Vallen tersenyum sambil menahan isakannya. "You're tired?" Tanya Nate sambil mengusap air mata di pipi ibunya. "I'ts okay... you good mama. That's okay we fix later."

Vallen semakin terisak pelan dan menundukan kepalanya. Namun Nate mengangkat kembali wajah ibunya tersebut dengan menangkup kedua pipi wanita itu sambil kembali berkata. "I love you... you don't cry." Suara Nate terdengar begitu lembut dan tulus di pendengaran Vallen.

Vallen mencoba tersenyum lagi dalam isakannya sambil memperbaiki posisi topi rajut yang Nate pakai dan kembali mencium pipi serta bibir bocah itu. "Yes baby... I love you too, aku tidak akan menangis lagi. Baiklah kau bisa pergi sekarang, Nate."

"Hmm... aku pergi dulu, mom."

Vallen tersenyum mengangguk. Wanita itu lagi-lagi mengulas senyumnya ketika Nate kembali menangkup kedua pipinya dan mendaratkan sebuah ciuman manis di pipinya sebelum bocah itu benar-benar pergi.

"Hati-hati, nak." Wanita itu berteriak sambil menatapi Nate yang kini pergi berlari untuk menghampiri kakek dan nenek yang sudah menunggunya di luar sana.

Setelah kepergian mereka, kini Vallen pun menaruh bunga yang Nate berikan padanya ke dalam vas bunga yang sebelumnya sudah dia isi dengan air lalu meletakannya di dalam kamar mereka. Wanita itu lantas keluar dari dalam kamar dan berjalan ke dalam gudang penyimpanan makanan mereka dan mengambil beberapa kentang dan daun seledri serta acar kubis untuk dia masak sebagai bekal untuk dia bawa selama dia berdagang di pasar.

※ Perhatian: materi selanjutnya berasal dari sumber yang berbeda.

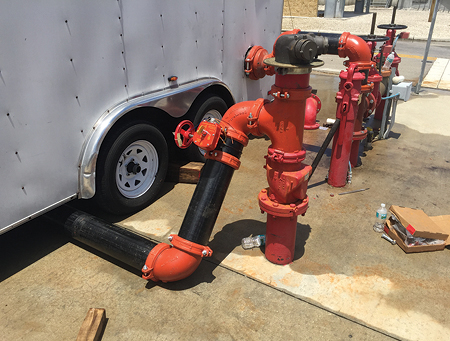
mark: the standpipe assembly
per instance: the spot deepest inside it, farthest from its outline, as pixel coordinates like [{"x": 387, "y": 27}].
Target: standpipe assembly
[{"x": 282, "y": 119}]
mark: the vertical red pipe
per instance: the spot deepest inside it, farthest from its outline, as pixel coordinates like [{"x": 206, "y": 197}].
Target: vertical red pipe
[
  {"x": 283, "y": 121},
  {"x": 347, "y": 98}
]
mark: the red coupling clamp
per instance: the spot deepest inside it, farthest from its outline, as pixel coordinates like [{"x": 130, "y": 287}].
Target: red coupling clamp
[{"x": 281, "y": 210}]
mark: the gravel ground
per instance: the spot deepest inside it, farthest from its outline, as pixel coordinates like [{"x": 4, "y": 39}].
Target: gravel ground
[{"x": 416, "y": 20}]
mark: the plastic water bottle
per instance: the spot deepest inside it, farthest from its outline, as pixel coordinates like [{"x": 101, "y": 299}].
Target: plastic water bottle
[
  {"x": 388, "y": 61},
  {"x": 381, "y": 218},
  {"x": 251, "y": 242}
]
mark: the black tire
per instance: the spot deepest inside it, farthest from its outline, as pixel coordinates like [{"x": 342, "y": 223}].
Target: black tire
[
  {"x": 131, "y": 168},
  {"x": 211, "y": 106}
]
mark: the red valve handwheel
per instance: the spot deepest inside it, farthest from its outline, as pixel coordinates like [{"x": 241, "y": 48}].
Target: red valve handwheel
[{"x": 183, "y": 137}]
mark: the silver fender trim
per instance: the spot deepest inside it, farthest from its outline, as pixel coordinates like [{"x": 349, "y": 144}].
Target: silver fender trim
[{"x": 176, "y": 101}]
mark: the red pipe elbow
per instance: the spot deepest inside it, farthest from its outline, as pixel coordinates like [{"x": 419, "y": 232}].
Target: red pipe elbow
[
  {"x": 172, "y": 263},
  {"x": 242, "y": 119},
  {"x": 354, "y": 48}
]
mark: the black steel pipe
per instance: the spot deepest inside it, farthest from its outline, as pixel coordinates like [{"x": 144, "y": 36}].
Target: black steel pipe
[
  {"x": 208, "y": 196},
  {"x": 119, "y": 243},
  {"x": 331, "y": 43}
]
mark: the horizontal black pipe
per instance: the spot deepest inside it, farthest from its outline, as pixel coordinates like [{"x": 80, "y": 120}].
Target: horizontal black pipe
[
  {"x": 119, "y": 243},
  {"x": 208, "y": 196},
  {"x": 332, "y": 42}
]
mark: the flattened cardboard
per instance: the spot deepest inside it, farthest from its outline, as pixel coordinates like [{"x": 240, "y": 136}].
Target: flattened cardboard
[
  {"x": 391, "y": 232},
  {"x": 418, "y": 223},
  {"x": 443, "y": 221}
]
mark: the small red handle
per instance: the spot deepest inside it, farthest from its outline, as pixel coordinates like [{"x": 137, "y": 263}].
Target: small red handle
[{"x": 183, "y": 137}]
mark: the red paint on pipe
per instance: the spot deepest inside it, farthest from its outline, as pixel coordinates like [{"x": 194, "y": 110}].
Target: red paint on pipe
[
  {"x": 280, "y": 239},
  {"x": 347, "y": 99},
  {"x": 172, "y": 263}
]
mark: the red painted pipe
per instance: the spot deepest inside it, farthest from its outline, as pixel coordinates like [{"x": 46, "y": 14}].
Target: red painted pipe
[
  {"x": 282, "y": 120},
  {"x": 347, "y": 99}
]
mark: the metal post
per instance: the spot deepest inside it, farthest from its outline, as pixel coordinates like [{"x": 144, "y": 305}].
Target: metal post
[
  {"x": 427, "y": 48},
  {"x": 330, "y": 8}
]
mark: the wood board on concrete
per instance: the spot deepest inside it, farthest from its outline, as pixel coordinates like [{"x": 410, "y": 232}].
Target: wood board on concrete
[
  {"x": 185, "y": 173},
  {"x": 93, "y": 325}
]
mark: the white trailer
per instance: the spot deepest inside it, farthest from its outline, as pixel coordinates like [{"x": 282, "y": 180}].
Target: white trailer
[{"x": 87, "y": 102}]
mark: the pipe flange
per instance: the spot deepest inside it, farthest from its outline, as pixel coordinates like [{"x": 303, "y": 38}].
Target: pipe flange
[
  {"x": 290, "y": 94},
  {"x": 225, "y": 158},
  {"x": 147, "y": 269},
  {"x": 359, "y": 135},
  {"x": 306, "y": 67},
  {"x": 282, "y": 157},
  {"x": 281, "y": 210},
  {"x": 190, "y": 247}
]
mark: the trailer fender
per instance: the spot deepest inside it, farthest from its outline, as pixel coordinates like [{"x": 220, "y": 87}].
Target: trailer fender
[{"x": 176, "y": 101}]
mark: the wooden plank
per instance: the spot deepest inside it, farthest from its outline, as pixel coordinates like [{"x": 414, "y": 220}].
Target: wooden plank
[
  {"x": 186, "y": 173},
  {"x": 93, "y": 325}
]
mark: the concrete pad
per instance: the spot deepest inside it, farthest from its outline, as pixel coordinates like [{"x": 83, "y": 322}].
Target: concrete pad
[
  {"x": 340, "y": 263},
  {"x": 51, "y": 283},
  {"x": 365, "y": 287},
  {"x": 426, "y": 113},
  {"x": 444, "y": 84}
]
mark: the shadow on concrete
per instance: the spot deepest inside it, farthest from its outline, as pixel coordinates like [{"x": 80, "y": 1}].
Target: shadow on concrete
[
  {"x": 89, "y": 206},
  {"x": 26, "y": 244}
]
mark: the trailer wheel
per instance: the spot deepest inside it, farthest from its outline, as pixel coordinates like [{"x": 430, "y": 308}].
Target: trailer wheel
[
  {"x": 212, "y": 107},
  {"x": 131, "y": 169}
]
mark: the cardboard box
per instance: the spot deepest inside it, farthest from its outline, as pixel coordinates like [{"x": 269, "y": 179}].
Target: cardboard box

Tanpa terasa kini waktu sudah menunjukan waktu pukul sembilan pagi, Namun hingga saat ini Vallen belum juga selesai dengan pekerjaannya. Dan setelah beberapa menit berlalu... bekal untuk dia makan siang nanti kini telah siap. Wanita itu lantas mngehela napas lelah sembari melepaskan epron yang dia kenakan. Dia pun buru-buru berjalan ke dalam kamar mandi sembari melepaskan ikatan rambutnya untuk dia gerai.